So, if you’ve strayed into this mindset (or you are battling that mentality within your staff), how can you reset? Realistically, behavior change doesn’t happen immediately; it’s a process. Sure, it’s a little “touchy feely,” but it’s really about adopting a new outlook. Here are some tips for you and your team:
- Put yourself in your users’ shoes. IT security is not their forte. The threat landscape shifts rapidly, so expecting non-IT employees to keep up and be perfect is not only unrealistic, it’s unfair.
- Accept that your users can be taught new tricks. In your career, you’ve learned a lot of new things. So have the other employees in your organization. Many cybersecurity best practices aren’t rocket science, but they also aren’t innate. Learning won’t happen through osmosis, but it can happen through opportunity.
- Recognize that it takes time. Talking at your users once or twice a year and sending a few emails is not the recipe for an effective security awareness and training program. You did not learn about phishing prevention, mobile device security, password management techniques, and other best practices in a few minutes a few times a year. Allow your users the same courtesy of learning and improving over time.
- Allow for — and accept — that mistakes will happen. Spam filters don’t catch everything. Anti-virus software is never totally out in front of threats.
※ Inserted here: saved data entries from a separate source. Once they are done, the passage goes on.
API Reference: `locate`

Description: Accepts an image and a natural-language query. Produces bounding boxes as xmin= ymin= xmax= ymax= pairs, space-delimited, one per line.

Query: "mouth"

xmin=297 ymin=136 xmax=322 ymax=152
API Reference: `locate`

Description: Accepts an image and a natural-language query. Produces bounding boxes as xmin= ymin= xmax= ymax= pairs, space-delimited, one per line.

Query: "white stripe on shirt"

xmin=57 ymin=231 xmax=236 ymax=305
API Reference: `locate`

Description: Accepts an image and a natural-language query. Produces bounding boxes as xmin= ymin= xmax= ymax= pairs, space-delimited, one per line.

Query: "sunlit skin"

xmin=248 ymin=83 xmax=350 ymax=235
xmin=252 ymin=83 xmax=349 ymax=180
Software patches aren’t always applied in time. Users won’t catch every phishing email or avoid every dangerous site. 0% vulnerability is unachievable on all fronts, so stop chasing zero and start focusing on risk reduction rather than risk elimination.
Bottom line: The only “us vs. them” mindset when it comes to cybersecurity should be “your organization vs. the attackers who would do you harm.” Put your end users in your corner, and help them gain the skills they need to make your security stronger. You are in this together, so do it together.